I am actually a bit wary of adding the black locust there. There are some several on the wooded hillside between my neighbor and me...and another small stand out along the road. The ones I planned to add were the few seedlings I've started finding in the yard. My goal was to have some fast shade, then once other species have established, to girdle them so they become snags. Now I'm not so sure.

I did remove on from the site of my future pond, cut it back severely, and moved it to the woodland section. I'm not sure if it will live...but I know I don't want it where it was.

I think they can be picturesque trees when grown out in the open and they do (I think) provide nectar for hummingbirds, but they are not something I would have purposely added, had they not already been on the property.

Hmm...what to do now?

David said...

"Are you going to attempt seeding the wildflowers in or using transplants?"

I forgot to answer this.

With the woodland wildflowers, I plan transplants/divisions of what I already have...and to purchase potted ones from native plant sales/nurseries. I think the competition right now, would make establishing them from seeds difficult at present. Hmm...I'm not sure why, but I've never considered growing them from seeds!

The meadow wildflowers, however, I do plan to grow mostly from seeds--not sure when THAT project will be ready!

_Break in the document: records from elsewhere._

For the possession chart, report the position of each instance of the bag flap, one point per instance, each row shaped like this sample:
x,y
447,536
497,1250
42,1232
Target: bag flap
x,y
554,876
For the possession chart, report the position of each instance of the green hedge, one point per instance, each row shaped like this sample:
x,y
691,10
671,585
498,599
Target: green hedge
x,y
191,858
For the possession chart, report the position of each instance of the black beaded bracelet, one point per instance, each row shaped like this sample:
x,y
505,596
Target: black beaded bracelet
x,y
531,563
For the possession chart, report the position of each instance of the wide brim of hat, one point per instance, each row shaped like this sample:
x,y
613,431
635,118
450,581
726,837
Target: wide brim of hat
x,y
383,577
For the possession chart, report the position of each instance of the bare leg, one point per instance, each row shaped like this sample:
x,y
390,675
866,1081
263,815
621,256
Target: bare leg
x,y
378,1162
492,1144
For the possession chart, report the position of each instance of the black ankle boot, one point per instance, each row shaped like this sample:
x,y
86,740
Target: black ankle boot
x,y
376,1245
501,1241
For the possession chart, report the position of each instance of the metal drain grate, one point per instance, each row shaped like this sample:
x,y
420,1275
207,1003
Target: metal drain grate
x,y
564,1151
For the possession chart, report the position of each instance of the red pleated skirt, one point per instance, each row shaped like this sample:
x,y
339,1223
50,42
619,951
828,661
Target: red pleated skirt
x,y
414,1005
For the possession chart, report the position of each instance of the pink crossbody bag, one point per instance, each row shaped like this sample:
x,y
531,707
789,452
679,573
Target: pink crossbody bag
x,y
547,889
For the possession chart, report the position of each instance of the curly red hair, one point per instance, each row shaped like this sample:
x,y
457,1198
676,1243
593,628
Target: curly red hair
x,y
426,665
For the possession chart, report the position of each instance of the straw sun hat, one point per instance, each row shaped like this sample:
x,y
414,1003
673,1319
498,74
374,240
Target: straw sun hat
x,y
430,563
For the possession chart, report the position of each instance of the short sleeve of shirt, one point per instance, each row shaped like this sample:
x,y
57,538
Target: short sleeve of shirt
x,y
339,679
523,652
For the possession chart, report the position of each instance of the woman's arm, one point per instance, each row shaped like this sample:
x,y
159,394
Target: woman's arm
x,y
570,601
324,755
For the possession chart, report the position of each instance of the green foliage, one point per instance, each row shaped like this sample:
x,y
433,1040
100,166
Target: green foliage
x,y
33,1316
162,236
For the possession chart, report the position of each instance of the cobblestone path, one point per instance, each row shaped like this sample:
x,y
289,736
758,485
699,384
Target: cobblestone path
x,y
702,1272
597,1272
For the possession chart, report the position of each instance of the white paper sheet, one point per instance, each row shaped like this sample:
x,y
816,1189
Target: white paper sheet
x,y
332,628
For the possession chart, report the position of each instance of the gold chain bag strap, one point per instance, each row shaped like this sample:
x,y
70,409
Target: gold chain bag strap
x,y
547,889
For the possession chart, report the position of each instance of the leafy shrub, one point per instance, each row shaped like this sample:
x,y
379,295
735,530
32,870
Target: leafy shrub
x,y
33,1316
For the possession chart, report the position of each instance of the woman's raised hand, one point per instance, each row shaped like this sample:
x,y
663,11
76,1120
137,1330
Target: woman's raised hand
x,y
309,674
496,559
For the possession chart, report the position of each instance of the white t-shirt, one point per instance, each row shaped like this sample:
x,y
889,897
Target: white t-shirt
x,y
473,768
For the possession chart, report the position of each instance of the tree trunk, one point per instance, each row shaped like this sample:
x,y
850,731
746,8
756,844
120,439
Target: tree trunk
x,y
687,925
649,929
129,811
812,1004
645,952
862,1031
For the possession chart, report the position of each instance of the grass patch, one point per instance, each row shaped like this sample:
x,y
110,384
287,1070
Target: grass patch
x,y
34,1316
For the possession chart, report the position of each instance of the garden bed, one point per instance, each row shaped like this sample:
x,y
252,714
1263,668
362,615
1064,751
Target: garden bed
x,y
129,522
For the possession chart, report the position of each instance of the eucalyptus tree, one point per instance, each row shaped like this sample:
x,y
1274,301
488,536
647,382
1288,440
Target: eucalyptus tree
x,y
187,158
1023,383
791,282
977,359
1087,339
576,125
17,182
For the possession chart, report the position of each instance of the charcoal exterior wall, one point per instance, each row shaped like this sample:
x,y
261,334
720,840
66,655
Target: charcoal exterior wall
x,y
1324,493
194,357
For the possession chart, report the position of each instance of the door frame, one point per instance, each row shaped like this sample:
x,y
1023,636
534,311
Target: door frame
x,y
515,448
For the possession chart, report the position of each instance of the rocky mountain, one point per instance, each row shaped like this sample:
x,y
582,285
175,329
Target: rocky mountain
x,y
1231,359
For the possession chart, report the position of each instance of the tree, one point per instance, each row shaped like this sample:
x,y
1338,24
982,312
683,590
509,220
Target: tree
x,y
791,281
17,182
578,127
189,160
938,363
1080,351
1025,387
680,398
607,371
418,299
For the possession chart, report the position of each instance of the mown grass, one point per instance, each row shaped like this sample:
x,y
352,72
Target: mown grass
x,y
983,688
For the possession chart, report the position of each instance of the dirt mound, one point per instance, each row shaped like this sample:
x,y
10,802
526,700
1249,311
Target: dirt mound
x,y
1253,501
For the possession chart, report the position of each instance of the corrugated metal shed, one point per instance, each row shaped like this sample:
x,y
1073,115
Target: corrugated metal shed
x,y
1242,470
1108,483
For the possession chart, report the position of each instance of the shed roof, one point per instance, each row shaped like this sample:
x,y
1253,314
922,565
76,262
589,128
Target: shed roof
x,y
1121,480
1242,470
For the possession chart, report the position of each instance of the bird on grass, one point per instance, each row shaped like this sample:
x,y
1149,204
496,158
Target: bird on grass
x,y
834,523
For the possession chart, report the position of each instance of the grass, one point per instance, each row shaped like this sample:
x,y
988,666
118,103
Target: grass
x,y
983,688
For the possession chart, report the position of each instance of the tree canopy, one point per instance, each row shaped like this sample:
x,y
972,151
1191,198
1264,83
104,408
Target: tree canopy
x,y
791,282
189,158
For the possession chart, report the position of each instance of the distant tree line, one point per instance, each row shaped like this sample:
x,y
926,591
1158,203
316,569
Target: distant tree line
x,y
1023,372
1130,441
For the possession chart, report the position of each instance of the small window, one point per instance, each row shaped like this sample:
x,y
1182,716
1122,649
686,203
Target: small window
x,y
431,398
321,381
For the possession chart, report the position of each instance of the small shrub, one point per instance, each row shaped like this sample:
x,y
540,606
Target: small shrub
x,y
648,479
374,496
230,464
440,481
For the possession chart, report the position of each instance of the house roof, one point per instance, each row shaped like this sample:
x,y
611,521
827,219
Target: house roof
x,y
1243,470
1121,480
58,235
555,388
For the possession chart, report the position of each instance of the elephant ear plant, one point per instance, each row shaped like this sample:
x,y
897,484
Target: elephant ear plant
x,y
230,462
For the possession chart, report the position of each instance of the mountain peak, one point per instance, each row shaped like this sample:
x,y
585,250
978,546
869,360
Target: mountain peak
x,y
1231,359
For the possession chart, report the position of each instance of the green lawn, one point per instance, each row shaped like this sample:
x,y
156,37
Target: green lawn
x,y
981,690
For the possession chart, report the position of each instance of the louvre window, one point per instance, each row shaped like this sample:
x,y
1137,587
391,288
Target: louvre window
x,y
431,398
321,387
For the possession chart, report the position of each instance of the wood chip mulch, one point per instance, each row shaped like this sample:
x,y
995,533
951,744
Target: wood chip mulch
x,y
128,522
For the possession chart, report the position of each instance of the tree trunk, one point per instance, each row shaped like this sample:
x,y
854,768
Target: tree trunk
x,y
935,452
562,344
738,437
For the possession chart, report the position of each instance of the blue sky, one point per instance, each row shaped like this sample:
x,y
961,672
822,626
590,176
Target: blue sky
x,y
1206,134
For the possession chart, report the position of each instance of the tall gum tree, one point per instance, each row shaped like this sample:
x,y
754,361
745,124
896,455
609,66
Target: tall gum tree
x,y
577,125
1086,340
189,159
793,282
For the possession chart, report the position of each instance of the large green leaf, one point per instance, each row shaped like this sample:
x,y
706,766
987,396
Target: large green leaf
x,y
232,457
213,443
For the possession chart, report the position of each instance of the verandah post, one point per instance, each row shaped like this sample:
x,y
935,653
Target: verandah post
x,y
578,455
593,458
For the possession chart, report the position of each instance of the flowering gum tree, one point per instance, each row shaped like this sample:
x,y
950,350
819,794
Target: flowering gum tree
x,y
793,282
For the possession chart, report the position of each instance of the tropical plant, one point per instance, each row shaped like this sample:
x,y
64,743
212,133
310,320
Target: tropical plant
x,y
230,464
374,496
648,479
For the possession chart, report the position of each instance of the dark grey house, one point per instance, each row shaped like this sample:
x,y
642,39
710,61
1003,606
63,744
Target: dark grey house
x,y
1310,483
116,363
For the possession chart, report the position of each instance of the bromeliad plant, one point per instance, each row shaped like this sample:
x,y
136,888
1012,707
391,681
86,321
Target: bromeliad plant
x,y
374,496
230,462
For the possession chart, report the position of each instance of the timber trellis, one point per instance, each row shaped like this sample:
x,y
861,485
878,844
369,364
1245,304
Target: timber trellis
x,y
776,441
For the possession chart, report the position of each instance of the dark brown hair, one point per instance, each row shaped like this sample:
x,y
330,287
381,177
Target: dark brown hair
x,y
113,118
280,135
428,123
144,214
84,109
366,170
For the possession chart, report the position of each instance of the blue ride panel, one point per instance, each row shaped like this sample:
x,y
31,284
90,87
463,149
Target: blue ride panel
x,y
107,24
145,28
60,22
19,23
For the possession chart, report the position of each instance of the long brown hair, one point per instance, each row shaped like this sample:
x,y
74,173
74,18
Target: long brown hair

(I take that back, I have collected and planted columbine and will try bloodroot again this year I know they can't be stored...but, I didn't think to protect them from critters last year.)

Nicholas Weber said...

Woodland areas can be difficult to establish from seed because of the leaf litter, but I have had some decent results in the past. Transplants do work better, but it is a lot of work. I posted a blog a while ago about the steep shady slope I constructed and planted last year if you're in need of some inspiration on how well some species grow in shade. Wild Bergamot is surprisingly shade tolerant and it's a prolific seeder to boot. I was also pleased to find out that Harebell grew well in the shade.

Do you grow any Wild Blue Phlox? I could see them doing well in this spot too and they are easy to propagate from cuttings. When I used to work at a native plant nursery I grew thousands from cuttings. I'll be posting some pictures of mine once there isn't a pile of snow covering them...

David said...

I wouldn't have expected wild bergamot to do well in the shade, but that might be a nice addition--actually, I think I have seen Monarda didyma (beebalm) growing in a woodland setting. I'll look into harebell as well.

I definitely want to grow Phlox divaricata there and in the other woodland setting. I'll have to purchase some...thanks for letting me know about taking cuttings...I'll definitely look into that!

I'll look forward to your posted photos. :) I hope the snow melts quickly and you soon have a blanket of blooming phlox.